JULIO PÉREZ - VIGO
Ya el de 2008 no fue precisamente un buen ejercicio para las arcas de Hacienda. Los primeros síntomas fuertes de la crisis arrastraron la recaudación fiscal, con una intensa caída de la que prácticamente no se libró ningún impuesto. La Agencia Tributaria se embolsó en la comunidad 828 millones de euros menos. Con el golpe definitivo de la grave situación económica, las cosas están todavía peor y el descenso roza ya el 33% entre enero y junio. Casi 1.000 millones de euros por debajo de los ingresos obtenidos en el mismo periodo de la campaña anterior. Es decir, que en estos seis primeros meses se supera el recorte de todo el año pasado.
En ese mismo porcentaje se mueven la mayoría de las comunidades, con una caída de los ingresos en el conjunto del Estado de más del 36%. Por encima están las regiones de Aragón (-38,7%), Castilla y León (-37,4%) y Castilla-la Mancha (-36,7%). Dos de las autonomías que mueven mayor recaudación, Comunidad Valenciana y Cataluña, acumulan bajadas del 30,5% y el 31,7%, respectivamente. Los desplomes se amortiguan en Cantabria, con un -18,8%; en Madrid, con un 14,1%; y el País Vasco, donde alcanza el 13%, según el último balance que acaba de realizar la Agencia Tributaria.
El comportamiento de los impuestos al final del semestre es la gota que colma el vaso tras continuas caídas. Frente a los más de 245 millones de euros recaudados en junio de 2008, los tan sólo 59,7 millones de junio de este año, lo que supone un descenso de más del 75%. En el caso concreto del IVA, el recorte toca incluso el 90% y en el del Impuesto de la Renta, los ingresos mensuales son directamente negativas (-11 millones de euros) porque las devoluciones por las declaraciones desequilibran totalmente la balanza.
Un suma y sigue que ha provocado en los seis primeros meses del año ambos gravámenes sean los que acusan más la crisis. El IVA, paralizado por el freno en el consumo de las familias y el estancamiento del mercado inmobiliario y automovilístico, aportó a Hacienda en Galicia algo más de 645 millones de euros, casi un 37% menos que en el primer semestre de 2008. La recaudación por el IRPF, tocado por las debilidades del mercado laboral y el incremento del paro, experimenta un declive del 23,4%, hasta los 1.011 millones.
La contribución del Impuesto de Sociedades, asentado sobre los beneficios empresariales, es tres veces menor que doce meses atrás. Un 61,6% menos de ingresos, 164 millones. Los Especiales (2,6%), Tráfico Exterior (4,4%) y los que se aplican a los No Residentes (11,3%) se mantienen al alza, aunque su participación es muchísimo menor: sólo el 4,5% de los 1.933 millones a los que asciende la recaudación hasta junio. Pontevedra (-39,6%) y Vigo (-35,2) registran los mayores descensos.

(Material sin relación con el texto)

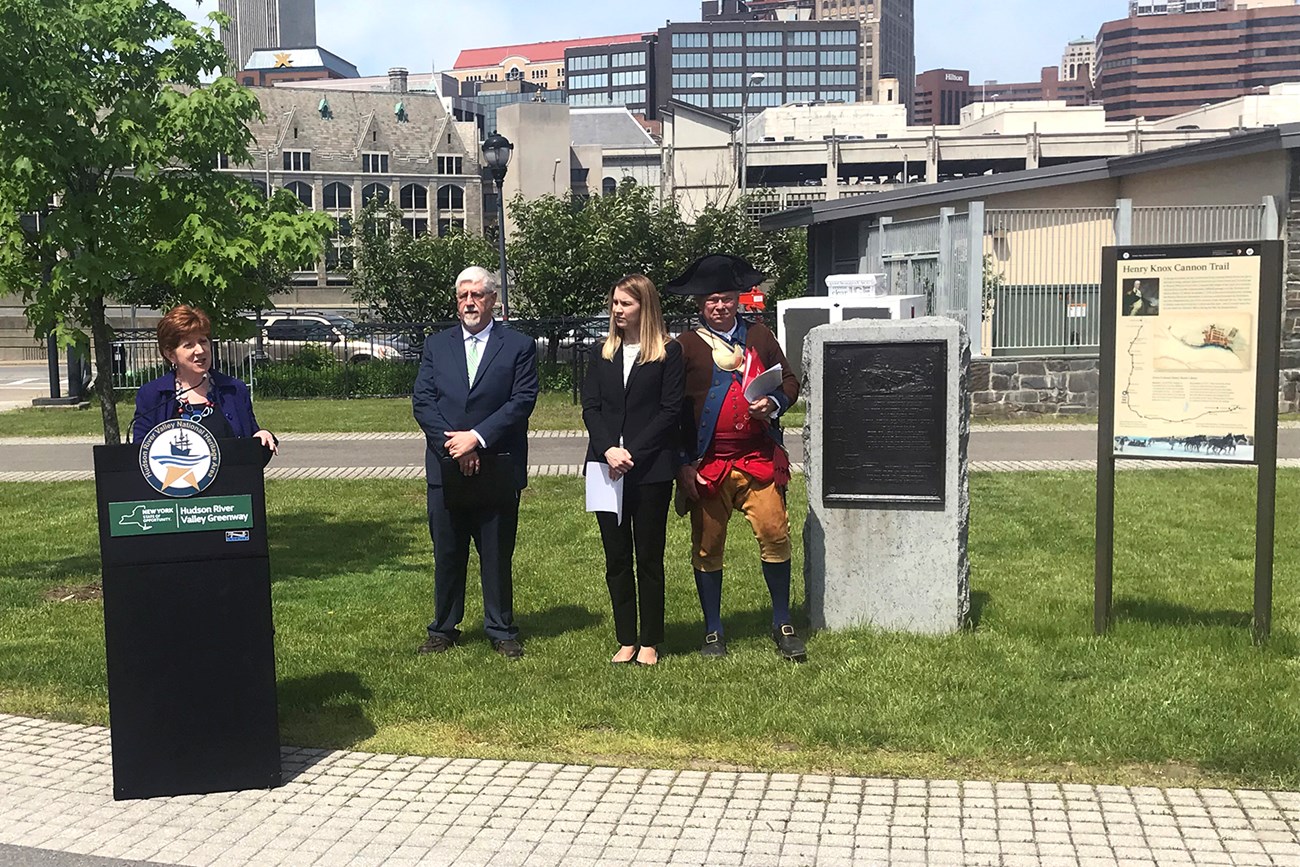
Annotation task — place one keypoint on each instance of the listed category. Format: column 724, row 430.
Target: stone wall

Más cerveza y alcohol y menos gasolina y electricidad
A la hora de rascarse el bolsillo, incluso cuando la planificación de las cuentas domésticas da más quebraderos de cabeza que de costumbre, también hay prioridades. El balance de la recaudación fiscal del pasado año es una buena prueba. Los gallegos han mantenido los mismo hábitos de consumo con el alcohol y la cerveza, dos de las tasas que aguantan con incrementos en los ingresos para Hacienda. Por encima del 3%, hasta una suma superior a los 20 millones de euros. No está nada mal teniendo en cuenta que ambos impuestos suponen casi la mitad de la aportación de los Especiales. Los otros dos gravámenes con más peso en el capítulo y que se aplican a productos considerados de primera necesidad –Hidrocarburos y Electricidad– experimentaron, sin embargo, una caída de alrededor del 7%.

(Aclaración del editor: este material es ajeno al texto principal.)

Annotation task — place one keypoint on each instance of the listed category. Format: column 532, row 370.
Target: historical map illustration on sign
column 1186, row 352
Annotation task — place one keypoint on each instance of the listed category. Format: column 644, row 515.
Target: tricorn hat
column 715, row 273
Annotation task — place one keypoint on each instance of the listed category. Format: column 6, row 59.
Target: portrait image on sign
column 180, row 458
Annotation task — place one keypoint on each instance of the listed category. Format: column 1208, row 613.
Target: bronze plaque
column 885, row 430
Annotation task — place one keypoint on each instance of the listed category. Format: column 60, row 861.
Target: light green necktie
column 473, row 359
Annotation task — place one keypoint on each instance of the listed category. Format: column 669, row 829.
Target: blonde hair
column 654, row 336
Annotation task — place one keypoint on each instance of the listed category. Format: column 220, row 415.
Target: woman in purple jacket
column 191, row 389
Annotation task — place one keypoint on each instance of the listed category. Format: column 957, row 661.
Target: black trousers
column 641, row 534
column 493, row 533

La caída del IVA (-18,3%) y del IRPF (-2,5%) del pasado ejercicio explica junto a los descensos de los dos impuestos en el primer semestre de 2009 la devolución de 1.900 millones que tendrá que realizar la Xunta al Gobierno central a partir de 2011. A comienzo de cada año, el Ministerio de Economía realiza una estimación de transferencias que en virtud del actual modelo de financiación autonómica –reserva algo más de un 30% de los ingresos por los grandes impuestos a las comunidades– le corresponden y que se ajustan luego con el balance final de Hacienda. Las previsiones estuvieron muy por encima de lo que finalmente se recaudó.